Things just work better and I don’t want to keep fiddling with little things breaking here and there. I’ve tried several of the native app solutions for Gmail ( Kiwi, Boxy, Mailplane) and even Gmail in its own Unite window, but always come back to just using Chrome. Time will tell if it has staying power in terms of support and features. It’s pretty cool and works pretty well so far. Though I am trying out a new one, Flash by HelpNinja, that’s supposed to make Gmail like Superhuman (more on that later). They’re all…fine… but all feel like javascript hacks. I should be able to see the contact card and the last few messages I’ve exchanged with a person when I’m emailing with them.Īs for Gmail, I use a variety of add-ins: Copper (for our CRM), Asana (Tasks), Grammarly (for grammar) and a few other minor ones. Interestingly enough, there’s almost no great integration with your contacts, plugins or native, which is something, I don’t know, that could be valuable when you’re emailing those very people.

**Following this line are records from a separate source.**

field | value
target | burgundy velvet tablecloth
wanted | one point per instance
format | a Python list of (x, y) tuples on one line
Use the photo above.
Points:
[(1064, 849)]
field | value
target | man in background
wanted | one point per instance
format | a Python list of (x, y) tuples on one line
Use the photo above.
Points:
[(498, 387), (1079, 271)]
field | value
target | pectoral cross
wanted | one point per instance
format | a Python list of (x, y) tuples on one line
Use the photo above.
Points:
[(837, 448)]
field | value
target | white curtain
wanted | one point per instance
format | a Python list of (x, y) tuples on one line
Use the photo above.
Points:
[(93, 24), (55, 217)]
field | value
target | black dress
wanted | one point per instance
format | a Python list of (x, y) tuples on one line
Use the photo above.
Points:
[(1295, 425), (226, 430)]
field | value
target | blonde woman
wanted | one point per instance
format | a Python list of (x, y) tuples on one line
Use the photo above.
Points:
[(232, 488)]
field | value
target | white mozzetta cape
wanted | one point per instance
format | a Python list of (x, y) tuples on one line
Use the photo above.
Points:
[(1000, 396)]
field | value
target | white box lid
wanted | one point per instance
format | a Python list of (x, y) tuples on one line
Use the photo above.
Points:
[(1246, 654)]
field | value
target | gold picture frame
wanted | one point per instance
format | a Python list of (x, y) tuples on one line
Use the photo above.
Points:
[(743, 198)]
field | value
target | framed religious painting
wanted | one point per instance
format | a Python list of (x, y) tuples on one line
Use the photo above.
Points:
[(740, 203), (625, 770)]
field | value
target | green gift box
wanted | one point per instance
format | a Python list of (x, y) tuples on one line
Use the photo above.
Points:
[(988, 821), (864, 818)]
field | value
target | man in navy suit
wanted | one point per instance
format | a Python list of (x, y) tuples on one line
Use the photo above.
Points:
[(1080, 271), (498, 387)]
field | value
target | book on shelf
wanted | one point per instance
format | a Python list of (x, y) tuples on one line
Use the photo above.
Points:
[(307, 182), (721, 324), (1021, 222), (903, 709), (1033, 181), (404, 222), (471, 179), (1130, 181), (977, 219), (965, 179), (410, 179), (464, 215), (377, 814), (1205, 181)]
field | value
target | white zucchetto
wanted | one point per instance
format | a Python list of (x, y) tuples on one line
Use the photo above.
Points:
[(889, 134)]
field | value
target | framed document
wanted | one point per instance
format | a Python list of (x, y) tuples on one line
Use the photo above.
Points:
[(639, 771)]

#KIWI VS MAILPLANE INSTALL#

◼️If you really want to freak people out, install QuoteFix It’s been a while, so maybe time to give them another look. ◼️ MailButler used to be a great plugin, but then they went all enterprise-y and subscription-based, but couldn’t quite pull off the transition. ◼️ LetterOpener means you can open the pesky winmail.dat files that pop up

#KIWI VS MAILPLANE SOFTWARE#

◼️ SpamSieve by C-Command Software brings Gmail levels of spam filtering to your desktop ◼️The suite from SmallCubed (MailTags and Mail Act-On especially) are great Apple has slowly been killing those off AND making the app unstable and worse, which is just an amazing feat. It used to have a ton of cool add-ons and tweaks you could make to it.

#KIWI VS MAILPLANE FULL#

It’s just easier to type things out with a full keyboard.

kiwi vs mailplane

I do most of my writing and responding on the desktop.

#KIWI VS MAILPLANE ARCHIVE#

So as a result, I read, process and archive very independently between personal and work. However, it’s actually nice not having everything all lumped into one inbox. I used to have them both in Mail.app, but Gmail doesn’t work that well in Mail.app. On my desktop, I use two email clients: Gmail in Chrome for my work email and Mail.app for my personal email. I can definitely admit that it’s a wheel spinning time suck and I’m vastly more efficient when I have a limited amount of time to run through it then when I pop in and out 5-10 mins at a time. I also check my email way too often during the day and have been really trying to check it at scheduled intervals. I get anxiety when I see people’s inboxes with thousands or tens of thousands of messages in them. That said, I keep things under a 100 total. Everything is either in my inbox or archived. Then search started to be really good and I gave up trying to file them. I used to meticulously file my emails away according to various geeky dimensions, but I gave up after I lost all my work one time. I just try and keep things mildly out of control instead of totally out of control. It used to be so easy (h/t The Streets) to achieve before I had kids.